Governor Andrew Cuomo, in a speech at a Black church in Manhattan, vowed to sue the administration of President Donald Trump for violating the constitutional rights of African-American and Hispanic New Yorkers, if it does not make changes to its COVID-19 vaccination plan.
Cuomo condemned a Trump administration plan that relies heavily on private pharmacy chains like CVS and Walgreens, and private hospitals and doctors’ offices to distribute a COVID-19 vaccine, when one is ready. He says many poorer communities, where Black and Brown New Yorkers live, don’t have those pharmacies, and live in what Cuomo says are “health care deserts."
“The President talks about CVS and Walgreens and national chains,” Cuomo said, speaking at the Riverside Church in Manhattan. “But they are mainly located in rich communities, not in poor communities. We can’t compound the racial injustice that COVID already created.”
The governor says the plan violates the constitutional rights of African-Americans and Hispanics under the Equal Protection Clause and he says the state, along with the Urban League, will go to court if the plan is not changed, saying “there can be no more fundamental right” than access to the vaccine.
“Any plan that intentionally burdens communities of color to hinder access to the vaccine deprives those communities of equal protection under the law,” Cuomo said.
Cuomo says he plans to “mobilize an army” of health care workers, community leaders and faith-based organizations to make special outreach efforts to public housing projects and low-income communities to make sure the vaccine is distributed equitably. He says he’s discussed the plan with legislative leaders, including Assembly Speaker Carl Heastie, who attended the speech.
But the governor says he needs Congress to act on a federal relief package to fund those efforts. There has not been a pandemic-related federal bailout measure since April. The state has a $15 billion deficit, much of it pandemic-related.
Cuomo says African-Americans and Latinos have a higher death rate from the coronavirus than whites, as the disease exposed underlying weakness in a health care system where people of color are more likely to have underlying conditions like diabetes and asthma.

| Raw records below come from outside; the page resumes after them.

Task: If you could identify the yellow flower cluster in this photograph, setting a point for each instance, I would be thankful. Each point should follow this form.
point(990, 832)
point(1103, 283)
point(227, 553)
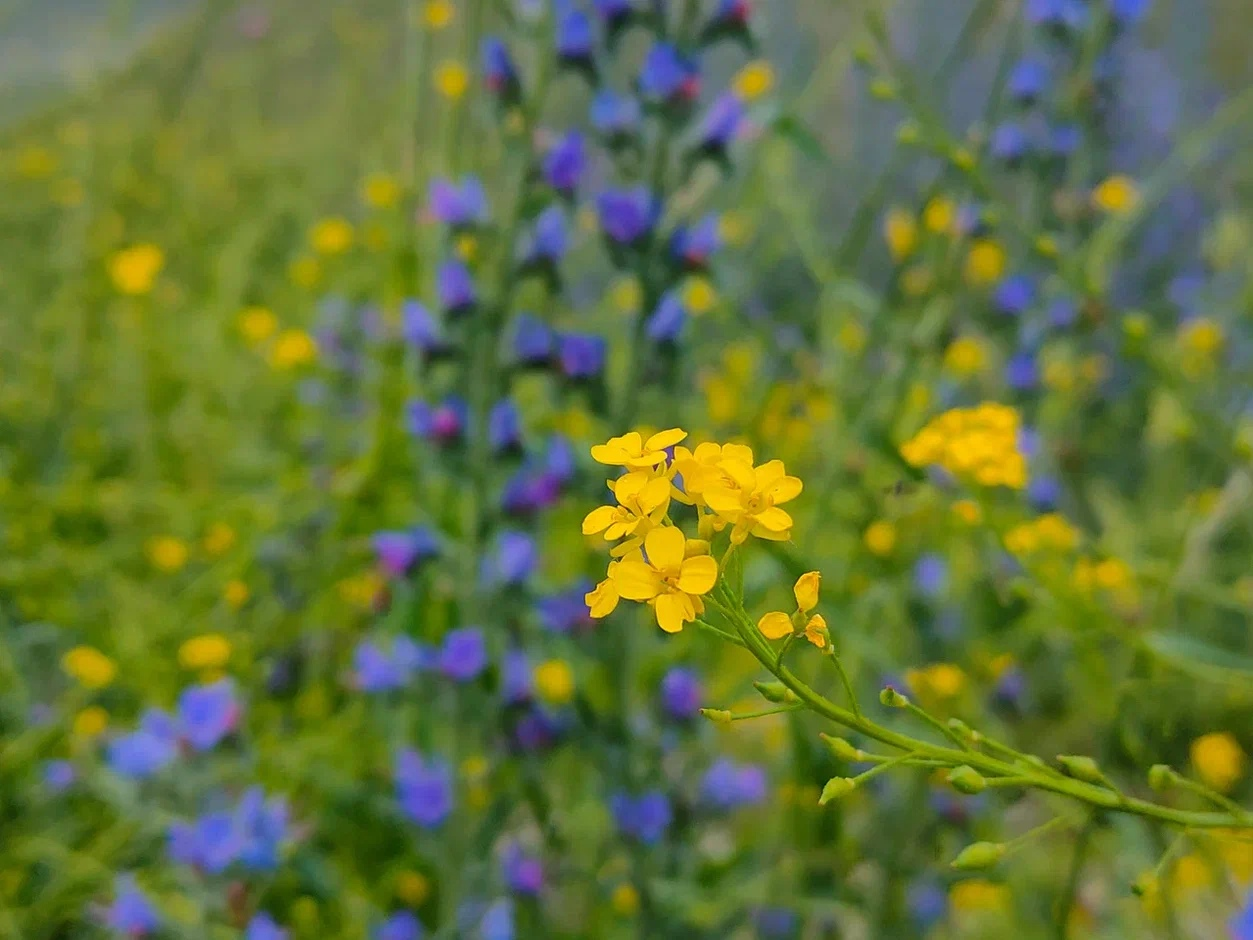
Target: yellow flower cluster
point(655, 563)
point(976, 444)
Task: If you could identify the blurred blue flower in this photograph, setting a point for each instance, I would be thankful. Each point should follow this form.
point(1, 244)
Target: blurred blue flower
point(457, 204)
point(682, 693)
point(455, 287)
point(464, 654)
point(207, 713)
point(424, 788)
point(643, 817)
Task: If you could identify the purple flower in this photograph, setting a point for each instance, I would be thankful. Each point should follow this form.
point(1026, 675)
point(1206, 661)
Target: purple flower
point(523, 872)
point(667, 75)
point(399, 552)
point(457, 204)
point(130, 913)
point(464, 654)
point(628, 216)
point(505, 426)
point(582, 355)
point(454, 283)
point(643, 817)
point(424, 788)
point(208, 713)
point(565, 162)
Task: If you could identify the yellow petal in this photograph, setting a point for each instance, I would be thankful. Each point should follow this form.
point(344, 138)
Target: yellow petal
point(665, 439)
point(774, 626)
point(698, 574)
point(664, 548)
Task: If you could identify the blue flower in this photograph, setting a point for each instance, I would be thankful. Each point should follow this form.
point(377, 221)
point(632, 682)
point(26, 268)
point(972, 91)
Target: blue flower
point(208, 713)
point(628, 216)
point(464, 654)
point(644, 817)
point(667, 75)
point(582, 355)
point(130, 913)
point(505, 426)
point(424, 788)
point(454, 283)
point(564, 164)
point(682, 693)
point(457, 204)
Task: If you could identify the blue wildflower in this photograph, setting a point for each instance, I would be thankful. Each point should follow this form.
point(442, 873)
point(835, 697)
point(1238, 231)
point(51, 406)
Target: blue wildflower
point(424, 788)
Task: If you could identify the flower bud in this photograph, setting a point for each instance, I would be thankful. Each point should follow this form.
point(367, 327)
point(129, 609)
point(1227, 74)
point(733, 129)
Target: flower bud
point(836, 788)
point(966, 780)
point(979, 855)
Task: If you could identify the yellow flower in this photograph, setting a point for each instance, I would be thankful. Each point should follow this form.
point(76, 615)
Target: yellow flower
point(437, 13)
point(90, 722)
point(134, 270)
point(219, 539)
point(752, 503)
point(1115, 194)
point(985, 262)
point(880, 538)
point(632, 450)
point(292, 349)
point(669, 580)
point(753, 80)
point(257, 323)
point(381, 191)
point(89, 667)
point(236, 594)
point(209, 651)
point(554, 682)
point(643, 501)
point(1218, 760)
point(331, 236)
point(901, 233)
point(167, 553)
point(451, 79)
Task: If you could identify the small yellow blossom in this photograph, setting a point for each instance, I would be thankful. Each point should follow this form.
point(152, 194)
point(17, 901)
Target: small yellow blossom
point(554, 682)
point(209, 651)
point(292, 349)
point(257, 323)
point(1218, 760)
point(134, 270)
point(451, 79)
point(1115, 194)
point(753, 80)
point(89, 667)
point(166, 553)
point(331, 236)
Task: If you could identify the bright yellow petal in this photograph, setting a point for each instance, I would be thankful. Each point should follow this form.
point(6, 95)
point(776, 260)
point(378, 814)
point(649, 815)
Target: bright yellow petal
point(599, 519)
point(635, 580)
point(673, 611)
point(774, 626)
point(664, 548)
point(665, 439)
point(698, 574)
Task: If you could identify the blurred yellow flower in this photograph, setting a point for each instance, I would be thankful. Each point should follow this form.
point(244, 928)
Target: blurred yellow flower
point(257, 323)
point(292, 350)
point(209, 651)
point(134, 270)
point(331, 236)
point(90, 722)
point(451, 79)
point(1218, 760)
point(554, 682)
point(89, 667)
point(1115, 194)
point(166, 553)
point(753, 80)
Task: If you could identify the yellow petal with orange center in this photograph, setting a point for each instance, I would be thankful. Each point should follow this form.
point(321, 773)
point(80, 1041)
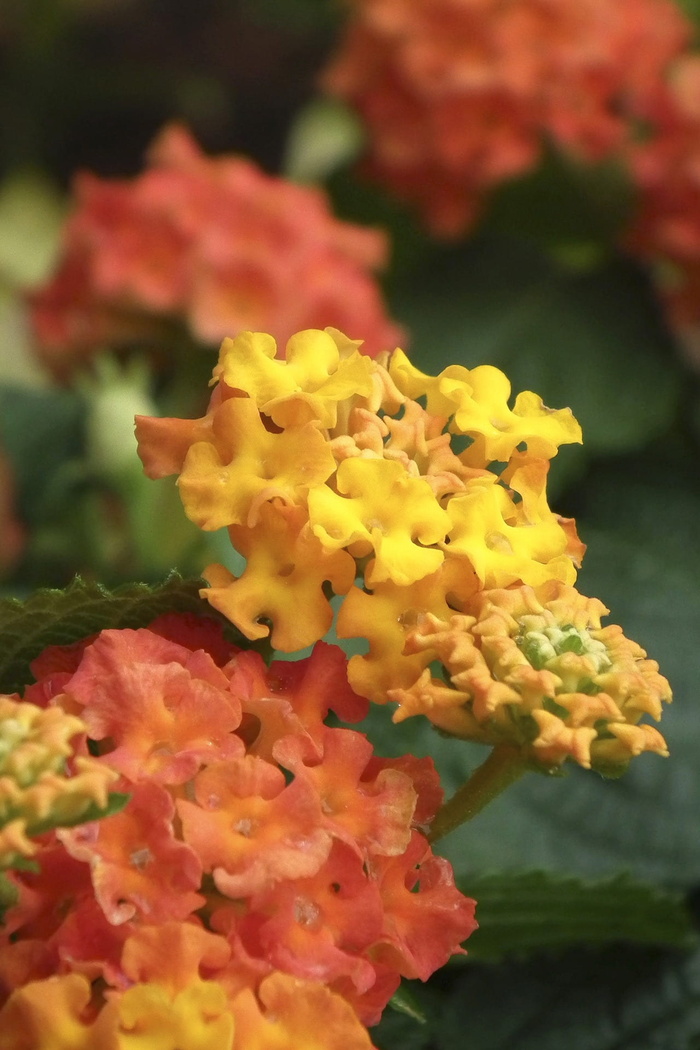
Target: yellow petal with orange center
point(226, 481)
point(391, 513)
point(282, 583)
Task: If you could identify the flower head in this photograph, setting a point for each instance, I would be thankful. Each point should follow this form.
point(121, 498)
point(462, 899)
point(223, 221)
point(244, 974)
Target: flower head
point(327, 464)
point(458, 97)
point(43, 784)
point(535, 668)
point(240, 897)
point(213, 243)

“The Black and Brown communities that were first on the list of who died, cannot be last on the list of who receives the vaccine,” Cuomo said. “We cannot and we will not let that happen.”
The governor’s remarks come as his ongoing feud with Trump has intensified in recent days, with the President saying on Friday that New York would be the last of all of the states to receive the vaccine.
President Trump remains in office until January 20. President-elect Joe Biden is likely to enact a different vaccine distribution plan. But Biden’s advisors warn that Trump’s delays in giving them access to federal agencies during the transition could slow those plans.